Medienmitteilung: Die Kirche kann und muss zu Homosexuellen Ja sagen.
Katholischer Dialog zur kirchlichen Praxis von den Rändern her
Paul Jeannerat / 27.Januar 2014 (Kipa)
Homosexuell zu sein ist etwas Natürliches, ein Teil der Schöpfung. Homosexuelle sind Geschöpf und Abbild Gottes, dessen Liebe allen gilt. Darum kann und muss die Kirche zu Homosexuellen vorbehaltlos Ja sagen. Gleichgeschlechtliche Partnerschaften sind ethisch gleich zu bewerten wie heterosexuelle Ehen.

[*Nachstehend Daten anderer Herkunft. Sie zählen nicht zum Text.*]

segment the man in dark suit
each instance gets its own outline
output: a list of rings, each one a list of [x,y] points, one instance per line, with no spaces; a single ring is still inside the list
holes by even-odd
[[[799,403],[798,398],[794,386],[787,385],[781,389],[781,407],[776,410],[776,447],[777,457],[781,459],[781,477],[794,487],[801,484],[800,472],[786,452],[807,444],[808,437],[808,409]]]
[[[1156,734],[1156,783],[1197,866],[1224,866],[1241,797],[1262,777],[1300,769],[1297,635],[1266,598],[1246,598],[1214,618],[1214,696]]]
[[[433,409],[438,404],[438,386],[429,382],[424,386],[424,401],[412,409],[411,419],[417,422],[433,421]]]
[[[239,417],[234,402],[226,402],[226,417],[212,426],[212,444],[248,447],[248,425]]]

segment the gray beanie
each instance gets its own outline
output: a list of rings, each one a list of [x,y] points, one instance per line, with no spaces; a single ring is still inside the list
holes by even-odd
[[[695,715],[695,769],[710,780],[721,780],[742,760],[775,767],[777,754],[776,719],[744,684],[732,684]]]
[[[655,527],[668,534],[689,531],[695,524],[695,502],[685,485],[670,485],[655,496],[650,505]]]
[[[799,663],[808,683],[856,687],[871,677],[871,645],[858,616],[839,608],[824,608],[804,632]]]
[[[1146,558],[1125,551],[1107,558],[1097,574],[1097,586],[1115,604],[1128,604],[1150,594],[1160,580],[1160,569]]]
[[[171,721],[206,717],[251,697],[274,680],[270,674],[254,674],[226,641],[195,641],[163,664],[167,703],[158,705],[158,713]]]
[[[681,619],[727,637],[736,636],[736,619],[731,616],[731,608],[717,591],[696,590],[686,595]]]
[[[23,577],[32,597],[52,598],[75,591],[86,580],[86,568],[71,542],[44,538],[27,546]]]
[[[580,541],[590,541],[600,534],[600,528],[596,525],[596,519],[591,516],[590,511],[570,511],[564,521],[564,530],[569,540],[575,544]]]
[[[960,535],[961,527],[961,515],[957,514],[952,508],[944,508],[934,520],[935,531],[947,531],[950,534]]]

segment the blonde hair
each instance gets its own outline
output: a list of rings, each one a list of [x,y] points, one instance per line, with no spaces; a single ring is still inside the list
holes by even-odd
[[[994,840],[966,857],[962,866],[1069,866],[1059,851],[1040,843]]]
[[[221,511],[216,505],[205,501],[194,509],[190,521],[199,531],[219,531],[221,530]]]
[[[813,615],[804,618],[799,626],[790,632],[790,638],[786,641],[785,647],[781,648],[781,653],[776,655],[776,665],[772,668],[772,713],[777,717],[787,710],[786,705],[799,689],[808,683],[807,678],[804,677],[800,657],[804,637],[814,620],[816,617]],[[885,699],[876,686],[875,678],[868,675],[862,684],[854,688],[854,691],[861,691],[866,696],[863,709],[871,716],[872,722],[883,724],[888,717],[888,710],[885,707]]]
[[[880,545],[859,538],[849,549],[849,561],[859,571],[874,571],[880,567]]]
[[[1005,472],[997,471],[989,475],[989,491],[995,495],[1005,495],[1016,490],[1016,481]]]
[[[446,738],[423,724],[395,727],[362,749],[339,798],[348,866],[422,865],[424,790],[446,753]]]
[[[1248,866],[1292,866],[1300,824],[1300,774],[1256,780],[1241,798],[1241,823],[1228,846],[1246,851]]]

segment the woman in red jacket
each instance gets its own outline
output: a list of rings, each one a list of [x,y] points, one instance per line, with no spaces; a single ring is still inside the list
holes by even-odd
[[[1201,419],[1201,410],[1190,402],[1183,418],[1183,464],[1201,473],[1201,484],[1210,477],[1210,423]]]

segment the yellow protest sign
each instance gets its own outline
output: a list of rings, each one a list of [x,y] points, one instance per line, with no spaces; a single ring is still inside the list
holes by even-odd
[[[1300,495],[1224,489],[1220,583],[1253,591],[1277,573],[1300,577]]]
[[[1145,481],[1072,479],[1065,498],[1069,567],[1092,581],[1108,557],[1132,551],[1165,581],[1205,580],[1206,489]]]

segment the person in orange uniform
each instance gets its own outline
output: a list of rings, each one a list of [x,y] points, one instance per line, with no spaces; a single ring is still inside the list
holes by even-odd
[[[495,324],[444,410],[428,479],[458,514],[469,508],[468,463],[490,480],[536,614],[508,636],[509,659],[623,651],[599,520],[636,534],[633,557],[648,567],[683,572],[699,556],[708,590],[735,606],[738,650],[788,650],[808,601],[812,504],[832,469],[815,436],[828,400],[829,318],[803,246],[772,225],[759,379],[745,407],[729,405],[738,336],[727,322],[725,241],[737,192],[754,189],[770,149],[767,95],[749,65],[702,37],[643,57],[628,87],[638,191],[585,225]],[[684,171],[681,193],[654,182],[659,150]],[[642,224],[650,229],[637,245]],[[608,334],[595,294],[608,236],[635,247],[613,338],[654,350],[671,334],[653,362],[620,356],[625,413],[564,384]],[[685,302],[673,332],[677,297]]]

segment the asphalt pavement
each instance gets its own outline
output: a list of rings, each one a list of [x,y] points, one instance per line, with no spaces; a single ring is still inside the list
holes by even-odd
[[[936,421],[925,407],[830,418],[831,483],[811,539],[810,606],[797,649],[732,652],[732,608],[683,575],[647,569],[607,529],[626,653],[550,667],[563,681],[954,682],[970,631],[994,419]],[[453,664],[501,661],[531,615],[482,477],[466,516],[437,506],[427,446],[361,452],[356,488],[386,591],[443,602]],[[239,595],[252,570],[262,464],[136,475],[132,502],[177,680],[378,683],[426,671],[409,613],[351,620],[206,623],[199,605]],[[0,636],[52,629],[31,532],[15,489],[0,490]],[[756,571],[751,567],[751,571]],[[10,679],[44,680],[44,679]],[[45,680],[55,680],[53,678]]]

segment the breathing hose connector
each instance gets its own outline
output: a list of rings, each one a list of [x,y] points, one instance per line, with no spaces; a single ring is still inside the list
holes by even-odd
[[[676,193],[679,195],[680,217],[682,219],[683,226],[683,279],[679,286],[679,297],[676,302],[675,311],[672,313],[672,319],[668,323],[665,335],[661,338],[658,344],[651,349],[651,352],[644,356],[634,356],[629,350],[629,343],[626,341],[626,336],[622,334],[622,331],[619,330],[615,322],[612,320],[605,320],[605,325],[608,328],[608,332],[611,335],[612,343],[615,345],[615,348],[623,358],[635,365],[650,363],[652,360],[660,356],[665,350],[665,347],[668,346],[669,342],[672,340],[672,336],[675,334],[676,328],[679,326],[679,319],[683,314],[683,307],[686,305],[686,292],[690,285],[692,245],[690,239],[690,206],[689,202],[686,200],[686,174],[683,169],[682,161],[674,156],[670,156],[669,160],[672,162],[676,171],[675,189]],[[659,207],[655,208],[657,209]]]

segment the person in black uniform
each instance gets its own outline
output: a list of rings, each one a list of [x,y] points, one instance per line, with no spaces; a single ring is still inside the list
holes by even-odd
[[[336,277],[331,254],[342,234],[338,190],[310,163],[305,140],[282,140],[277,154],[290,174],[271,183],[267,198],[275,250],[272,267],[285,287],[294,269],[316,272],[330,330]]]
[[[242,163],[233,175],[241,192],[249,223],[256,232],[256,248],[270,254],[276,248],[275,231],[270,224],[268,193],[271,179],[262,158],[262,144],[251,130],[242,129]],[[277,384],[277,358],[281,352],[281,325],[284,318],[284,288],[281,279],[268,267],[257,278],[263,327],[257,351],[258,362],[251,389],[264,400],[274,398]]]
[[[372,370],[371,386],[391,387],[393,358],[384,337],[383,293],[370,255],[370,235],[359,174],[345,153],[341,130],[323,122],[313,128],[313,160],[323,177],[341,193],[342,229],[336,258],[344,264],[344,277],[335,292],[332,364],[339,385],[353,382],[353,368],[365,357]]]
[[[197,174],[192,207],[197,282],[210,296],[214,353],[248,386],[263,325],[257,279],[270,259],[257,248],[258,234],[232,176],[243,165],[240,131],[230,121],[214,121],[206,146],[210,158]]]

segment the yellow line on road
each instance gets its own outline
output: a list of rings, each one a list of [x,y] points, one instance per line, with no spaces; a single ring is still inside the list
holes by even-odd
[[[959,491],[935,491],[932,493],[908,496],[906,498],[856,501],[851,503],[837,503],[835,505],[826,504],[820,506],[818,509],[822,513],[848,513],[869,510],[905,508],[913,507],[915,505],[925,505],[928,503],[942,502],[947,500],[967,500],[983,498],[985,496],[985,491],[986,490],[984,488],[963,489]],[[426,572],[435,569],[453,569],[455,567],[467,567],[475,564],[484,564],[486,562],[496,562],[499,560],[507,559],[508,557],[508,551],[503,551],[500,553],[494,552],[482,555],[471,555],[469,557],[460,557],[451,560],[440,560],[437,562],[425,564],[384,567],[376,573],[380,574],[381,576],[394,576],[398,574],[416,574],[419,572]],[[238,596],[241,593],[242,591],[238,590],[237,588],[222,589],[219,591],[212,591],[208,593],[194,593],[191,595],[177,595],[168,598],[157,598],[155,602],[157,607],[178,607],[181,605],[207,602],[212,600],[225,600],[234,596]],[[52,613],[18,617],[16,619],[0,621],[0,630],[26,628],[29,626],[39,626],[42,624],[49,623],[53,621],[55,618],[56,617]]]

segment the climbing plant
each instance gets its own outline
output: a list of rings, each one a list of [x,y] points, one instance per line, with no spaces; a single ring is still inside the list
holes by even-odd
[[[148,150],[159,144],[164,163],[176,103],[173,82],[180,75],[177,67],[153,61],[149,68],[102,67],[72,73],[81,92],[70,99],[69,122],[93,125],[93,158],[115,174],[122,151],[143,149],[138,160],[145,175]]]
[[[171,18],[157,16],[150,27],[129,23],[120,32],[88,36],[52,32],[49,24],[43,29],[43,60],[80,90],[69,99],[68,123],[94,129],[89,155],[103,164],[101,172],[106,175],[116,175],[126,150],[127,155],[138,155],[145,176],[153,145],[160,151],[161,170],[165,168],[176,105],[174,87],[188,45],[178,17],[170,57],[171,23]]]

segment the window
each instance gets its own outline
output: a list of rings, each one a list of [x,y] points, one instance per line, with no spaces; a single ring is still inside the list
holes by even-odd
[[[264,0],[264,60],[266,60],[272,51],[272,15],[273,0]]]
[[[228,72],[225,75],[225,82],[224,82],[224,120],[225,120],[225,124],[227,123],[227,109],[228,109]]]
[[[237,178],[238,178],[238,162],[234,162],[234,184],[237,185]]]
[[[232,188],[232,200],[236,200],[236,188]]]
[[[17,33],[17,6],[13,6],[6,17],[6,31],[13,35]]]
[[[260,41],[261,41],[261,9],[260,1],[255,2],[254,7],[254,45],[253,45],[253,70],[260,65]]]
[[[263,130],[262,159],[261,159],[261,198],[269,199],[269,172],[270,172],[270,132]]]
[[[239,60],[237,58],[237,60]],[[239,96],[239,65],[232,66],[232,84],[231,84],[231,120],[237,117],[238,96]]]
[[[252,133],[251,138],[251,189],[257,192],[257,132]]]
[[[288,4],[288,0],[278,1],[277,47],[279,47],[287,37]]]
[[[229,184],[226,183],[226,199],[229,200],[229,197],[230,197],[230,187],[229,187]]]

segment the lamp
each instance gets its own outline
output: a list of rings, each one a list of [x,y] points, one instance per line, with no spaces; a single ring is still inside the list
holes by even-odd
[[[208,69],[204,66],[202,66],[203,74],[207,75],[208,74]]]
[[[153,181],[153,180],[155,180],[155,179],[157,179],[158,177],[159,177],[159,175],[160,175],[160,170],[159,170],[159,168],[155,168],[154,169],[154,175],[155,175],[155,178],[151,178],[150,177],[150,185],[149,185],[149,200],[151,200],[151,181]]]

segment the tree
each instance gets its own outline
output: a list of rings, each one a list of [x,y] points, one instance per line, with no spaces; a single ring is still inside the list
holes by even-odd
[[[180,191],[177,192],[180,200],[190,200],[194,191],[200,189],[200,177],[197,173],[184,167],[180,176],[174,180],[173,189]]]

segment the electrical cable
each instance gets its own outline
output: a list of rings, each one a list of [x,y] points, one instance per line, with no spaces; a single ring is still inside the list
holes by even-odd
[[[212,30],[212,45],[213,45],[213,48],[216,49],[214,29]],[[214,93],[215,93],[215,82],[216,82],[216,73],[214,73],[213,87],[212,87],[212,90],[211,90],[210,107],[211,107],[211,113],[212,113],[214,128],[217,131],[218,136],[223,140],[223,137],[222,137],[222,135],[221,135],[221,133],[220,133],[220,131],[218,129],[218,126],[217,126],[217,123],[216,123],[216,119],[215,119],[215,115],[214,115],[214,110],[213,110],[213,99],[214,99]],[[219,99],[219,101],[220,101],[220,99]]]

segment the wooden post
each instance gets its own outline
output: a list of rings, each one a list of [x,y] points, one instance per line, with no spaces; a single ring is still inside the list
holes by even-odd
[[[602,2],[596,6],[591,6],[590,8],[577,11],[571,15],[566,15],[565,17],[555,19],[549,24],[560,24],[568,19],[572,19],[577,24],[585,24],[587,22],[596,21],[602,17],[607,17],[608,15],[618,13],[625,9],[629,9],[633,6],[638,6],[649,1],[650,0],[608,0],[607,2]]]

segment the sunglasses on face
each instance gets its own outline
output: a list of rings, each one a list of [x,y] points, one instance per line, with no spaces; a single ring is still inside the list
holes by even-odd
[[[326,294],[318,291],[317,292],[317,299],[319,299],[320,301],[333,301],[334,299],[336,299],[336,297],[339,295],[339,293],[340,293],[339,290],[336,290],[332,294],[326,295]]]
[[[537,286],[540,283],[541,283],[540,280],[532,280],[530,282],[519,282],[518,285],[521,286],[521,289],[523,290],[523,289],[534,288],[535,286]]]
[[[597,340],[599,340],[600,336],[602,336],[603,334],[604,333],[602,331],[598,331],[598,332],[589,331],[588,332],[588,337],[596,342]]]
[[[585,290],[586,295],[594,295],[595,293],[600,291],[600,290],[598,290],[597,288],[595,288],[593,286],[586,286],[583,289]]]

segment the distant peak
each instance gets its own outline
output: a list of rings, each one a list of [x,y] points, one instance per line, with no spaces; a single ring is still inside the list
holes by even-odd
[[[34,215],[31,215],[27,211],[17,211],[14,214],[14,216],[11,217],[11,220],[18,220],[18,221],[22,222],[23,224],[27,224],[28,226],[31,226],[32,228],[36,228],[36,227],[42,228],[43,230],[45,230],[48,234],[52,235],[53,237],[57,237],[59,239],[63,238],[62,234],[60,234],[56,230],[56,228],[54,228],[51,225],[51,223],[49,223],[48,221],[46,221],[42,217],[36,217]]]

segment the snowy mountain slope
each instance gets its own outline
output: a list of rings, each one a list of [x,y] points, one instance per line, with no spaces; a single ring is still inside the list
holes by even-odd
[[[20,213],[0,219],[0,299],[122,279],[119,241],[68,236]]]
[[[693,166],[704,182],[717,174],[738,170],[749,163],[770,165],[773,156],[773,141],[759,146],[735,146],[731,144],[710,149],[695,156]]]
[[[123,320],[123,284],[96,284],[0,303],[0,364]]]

Schwule und Lesben sind selbstverständlich zum Empfang der Heiligen Kommunion unter denselben Bedingungen wie Heterosexuelle eingeladen.
So eindeutig kann das Ergebnis des 25. Katholischen Dialogs zusammengefasst werden, der am 27. Januar 2014 im RomeroHaus Luzern stattfand. Das offene Katholizität behandelt im Bildungsjahr 2013/14 in den Katholischen Dialogen Fragen der Theologie und der kirchlichen Praxis von ihren Rändern her, gemäss dem philosophischen Axiom, dass sich der Inhalt vom Rande her bestimmt (de-finiert). Am 25. Katholischen Dialog stand die Randgruppe der Lesben und Schwulen im Zentrum der Diskussion. Doch sind es wirklich Randgruppen, belegen doch Forschungen, dass 5 bis 10 Prozent der Gesamtgesellschaft homosexuell veranlagt sind und unter kirchlichen Mitarbeiterinnen und Mitarbeiter der Anteil Homosexueller noch höher, nämlich bei 20 bis 30 Prozent liegt?
Das Thema interessierte viele: Über 60 Laien, Priester und Ordensleute lauschten aufmerksam den engagierten Ausführungen des in Lausanne lebenden spirituellen Autors Pierre Stutz und der Theologin und Kontemplationslehrerin Hildegard Schmittfull vom Katharina-Werk Basel.
Pierre Stutz, der auf sein Priesteramt verzichtet hat, um sich selbst als schwuler Mann verwirklichen zu können, sprach von einem „schmerzhaften Thema, bei dem von Seiten der katholischen Kirche viel gesündigt wurde und wird“. „Glücklich werden wir als Liebende“, betonte er, und daher ist gut, was der Liebe dient. Homosexualität ist weder krankhaft noch sündhaft noch gefährlich. Homosexuell zu sein ist etwas Natürliches, ein Teil der Schöpfung.
Betreffend die oft zitierten Stellen in der Bibel, die homosexuelle Akte verdammen, ist klar aufzuzeigen, dass diese sich auf heterosexuelle Menschen beziehen, die bösartig handeln. Die erstarrte Sicht der kirchlichen Behörden über Sexualmoral, die fixiert ist auf die Zeugung von Kindern, muss auf ganzheitliche Weise erweitert werden, damit „Liebe, Treue, Lust, Verantwortung, Leidenschaft, Intimität und Ekstase als Gotteserfahrungen gefeiert werden können“ (Stutz).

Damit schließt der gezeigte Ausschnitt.